Xtra-Computing / thundersvm

ThunderSVM: A Fast SVM Library on GPUs and CPUs
Apache License 2.0
1.56k stars 217 forks source link

grid search on thundersvm? #87

Closed pardedetalenta closed 6 years ago

pardedetalenta commented 6 years ago

Hi, I'm a confused how to do grid search on thundersvm from python interface? Is it possible? Kindly update docs about it :) Thank you.

shijiashuai commented 6 years ago

Hi. For scikit python interface, kindly refer to grid search in scikit. Just pass thundersvm as its estimator.

pardedetalenta commented 6 years ago

thank you @shijiashuai , can I ask more question about how to load the model with load_from_file? Please help and thank you :)

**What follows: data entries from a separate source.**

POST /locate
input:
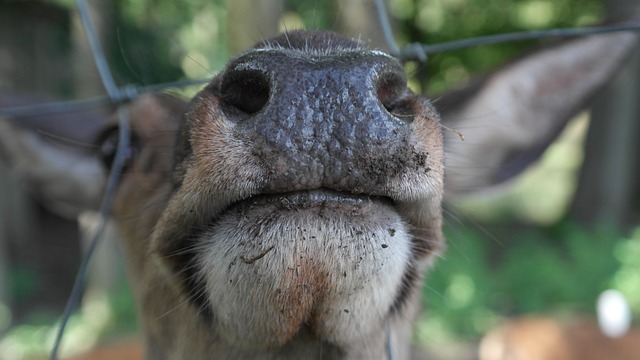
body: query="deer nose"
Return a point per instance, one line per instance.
(320, 121)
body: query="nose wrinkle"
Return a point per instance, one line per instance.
(324, 126)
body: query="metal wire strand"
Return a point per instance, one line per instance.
(115, 95)
(105, 208)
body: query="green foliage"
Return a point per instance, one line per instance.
(558, 269)
(436, 21)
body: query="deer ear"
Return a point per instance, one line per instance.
(509, 117)
(54, 156)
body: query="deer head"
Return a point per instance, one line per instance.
(291, 209)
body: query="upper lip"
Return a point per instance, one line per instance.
(312, 197)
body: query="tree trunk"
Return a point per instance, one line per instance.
(251, 21)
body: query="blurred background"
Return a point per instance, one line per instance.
(546, 243)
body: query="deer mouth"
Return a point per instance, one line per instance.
(310, 198)
(326, 260)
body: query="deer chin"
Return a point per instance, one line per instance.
(321, 261)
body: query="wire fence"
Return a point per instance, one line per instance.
(119, 96)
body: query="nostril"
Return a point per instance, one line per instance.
(246, 90)
(391, 88)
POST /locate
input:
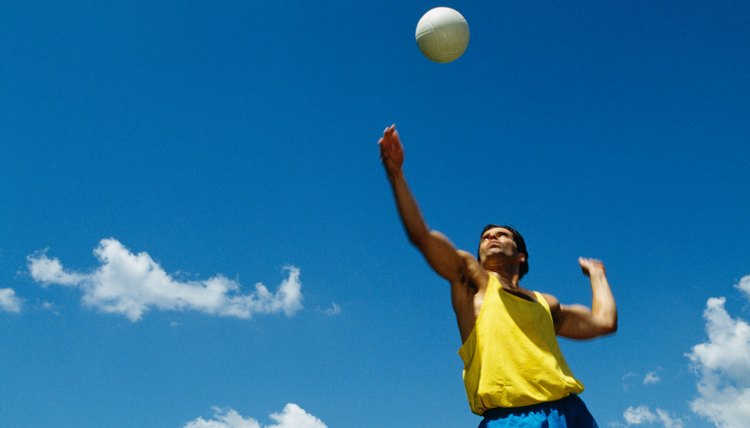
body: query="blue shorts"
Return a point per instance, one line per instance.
(569, 412)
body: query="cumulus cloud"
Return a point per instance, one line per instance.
(744, 286)
(132, 284)
(642, 415)
(652, 378)
(292, 416)
(8, 301)
(334, 310)
(723, 366)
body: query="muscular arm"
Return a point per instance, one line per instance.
(437, 249)
(580, 322)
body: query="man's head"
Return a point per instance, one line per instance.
(498, 233)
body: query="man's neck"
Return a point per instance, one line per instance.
(508, 275)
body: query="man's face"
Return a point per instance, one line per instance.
(497, 241)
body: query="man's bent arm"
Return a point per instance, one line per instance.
(580, 322)
(437, 249)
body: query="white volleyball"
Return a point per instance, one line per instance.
(442, 34)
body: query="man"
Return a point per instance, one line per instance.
(514, 372)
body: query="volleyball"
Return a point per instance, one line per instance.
(442, 34)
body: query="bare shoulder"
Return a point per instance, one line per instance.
(474, 274)
(554, 304)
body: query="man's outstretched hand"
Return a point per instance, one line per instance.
(591, 266)
(391, 151)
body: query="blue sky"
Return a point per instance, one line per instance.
(161, 159)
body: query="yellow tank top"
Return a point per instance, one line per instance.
(512, 357)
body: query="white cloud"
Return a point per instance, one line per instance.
(723, 366)
(132, 284)
(292, 416)
(642, 415)
(335, 309)
(652, 378)
(744, 285)
(8, 301)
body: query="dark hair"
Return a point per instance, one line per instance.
(520, 244)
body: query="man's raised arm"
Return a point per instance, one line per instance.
(437, 249)
(580, 322)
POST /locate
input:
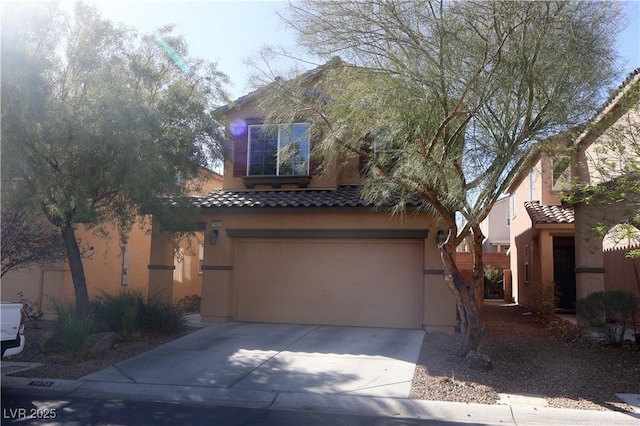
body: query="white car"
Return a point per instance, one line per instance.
(12, 327)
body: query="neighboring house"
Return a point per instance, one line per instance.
(110, 265)
(552, 243)
(495, 227)
(286, 244)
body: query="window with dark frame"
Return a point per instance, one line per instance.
(278, 150)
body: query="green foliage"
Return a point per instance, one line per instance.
(71, 332)
(99, 122)
(493, 281)
(610, 312)
(190, 303)
(445, 102)
(128, 314)
(163, 317)
(120, 312)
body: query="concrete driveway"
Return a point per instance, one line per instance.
(281, 358)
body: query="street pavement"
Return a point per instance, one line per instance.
(337, 371)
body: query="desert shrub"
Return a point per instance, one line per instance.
(70, 332)
(160, 317)
(128, 314)
(119, 312)
(609, 312)
(493, 282)
(31, 310)
(544, 300)
(190, 303)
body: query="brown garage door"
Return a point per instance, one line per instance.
(375, 283)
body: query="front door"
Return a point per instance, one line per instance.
(564, 264)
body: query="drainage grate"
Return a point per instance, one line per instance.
(40, 383)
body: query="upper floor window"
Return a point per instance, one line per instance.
(278, 150)
(561, 173)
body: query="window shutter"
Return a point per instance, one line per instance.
(241, 148)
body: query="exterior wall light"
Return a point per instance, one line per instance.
(213, 237)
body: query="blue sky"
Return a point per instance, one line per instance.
(228, 32)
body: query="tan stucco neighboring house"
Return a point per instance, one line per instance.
(110, 265)
(291, 245)
(555, 243)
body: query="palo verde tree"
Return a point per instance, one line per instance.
(98, 121)
(446, 100)
(607, 172)
(24, 245)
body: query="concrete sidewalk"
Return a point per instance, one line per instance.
(343, 370)
(450, 412)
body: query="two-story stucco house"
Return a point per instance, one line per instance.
(111, 265)
(554, 243)
(286, 244)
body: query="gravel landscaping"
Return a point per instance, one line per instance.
(553, 361)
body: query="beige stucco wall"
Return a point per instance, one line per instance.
(218, 302)
(106, 263)
(495, 227)
(608, 156)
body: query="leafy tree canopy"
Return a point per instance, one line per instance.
(447, 99)
(98, 121)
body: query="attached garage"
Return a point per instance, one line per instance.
(354, 282)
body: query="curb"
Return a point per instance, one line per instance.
(499, 414)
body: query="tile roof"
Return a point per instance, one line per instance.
(342, 196)
(548, 214)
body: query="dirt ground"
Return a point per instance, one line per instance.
(553, 361)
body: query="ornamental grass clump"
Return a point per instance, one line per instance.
(609, 312)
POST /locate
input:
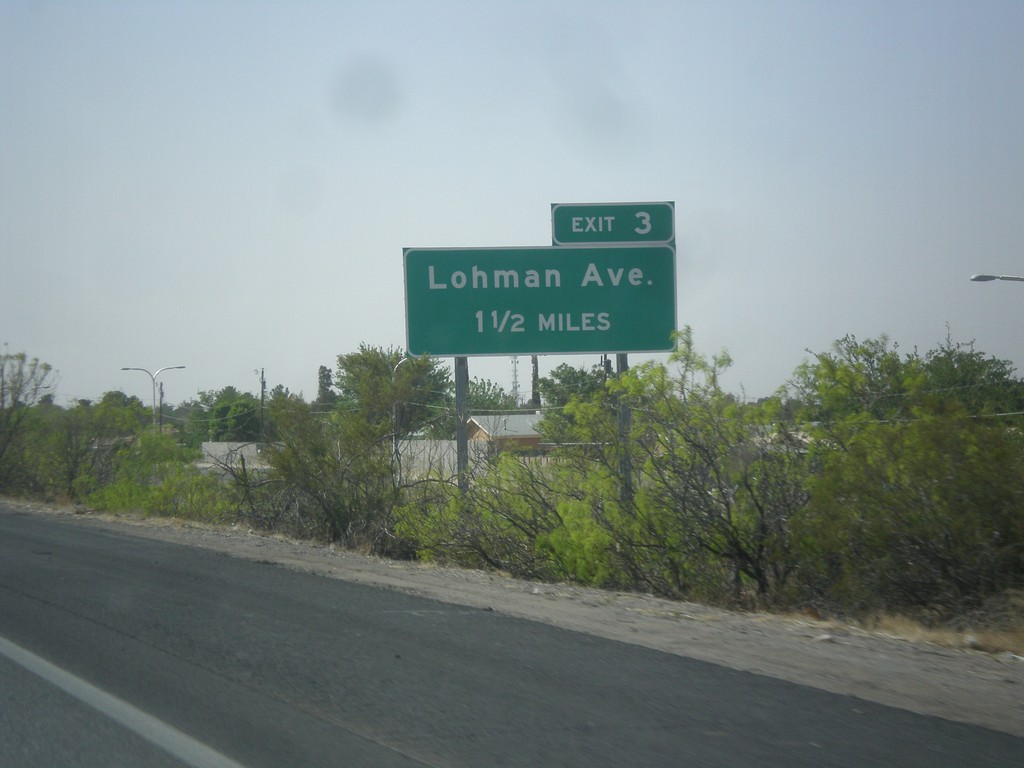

QinbinLi commented 6 years ago

For example: x,y = load_svmlight_file("../dataset/test_dataset.txt") clf = SVC(verbose=True, gamma=0.5, C=100) clf.fit(x,y) clf.save_to_file('./model')

Next time you run python: clf = SVC() clf.load_from_file('model')

Then you can directly use clf to do prediction without fit(): x2,y2=load_svmlight_file("../dataset/test_dataset.txt") clf.predict(x2)

pardedetalenta commented 6 years ago

Thank you @GODqinbin , and I have tried using gridsearch from scikit but it give me this error:

FATAL [default] Check failed: [error == cudaSuccess] invalid device pointer 2018-07-04 01:18:15 PST2018-07-04 08:18:15,057 WARNING [default] Aborting application. Reason: Fatal log at [/floyd/home/thundersvm/src/thundersvm/syncmem.cpp:29]

What should i do?

QinbinLi commented 6 years ago

Can you tell us the instructions you used and share your dataset? I've tried the gridsearch for the test_dataset.txt and it worked fine.

pardedetalenta commented 6 years ago

You can see my code here : https://www.floydhub.com/talenta10/projects/ta-fit-svm-adaboost/126/files/ta-fit-smote-pca-svm-test.py and my dataset here : https://www.floydhub.com/talenta10/datasets/my-cool-dataset

Thank you before

pardedetalenta commented 6 years ago

Hi @GODqinbin, Or maybe I have to convert my CSV dataset to txt libsvm format? Is it possible? Kindly give me your advice for this problem. Thank you :)

QinbinLi commented 6 years ago

Since you have extracted x and y from CSV dataset, you needn't convert it to txt libsvm format. I can't locate your problem now since I didn't met your problem. I tried to train your dataset using svc.fit() and it worked fine. I can run your script on my machine after changing your script as following: clf = GridSearchCV(SVC(), param_grid, scoring=score, n_jobs=-1,verbose= 2, cv=5) -> clf = GridSearchCV(SVC(), param_grid, scoring=score, cv=5) I suggest that you can try to train the dataset first without grid search as following: clf = SVC(verbose=True, gamma=0.01, C=0.1) clf.fit(xtest, ytest) If you can run it successfully, then there should be no problem in dataset training and the problem should be in grid search.

pardedetalenta commented 6 years ago

Yeay, thank you @GODqinbin . I think n_jobs caused it. Thank you again :)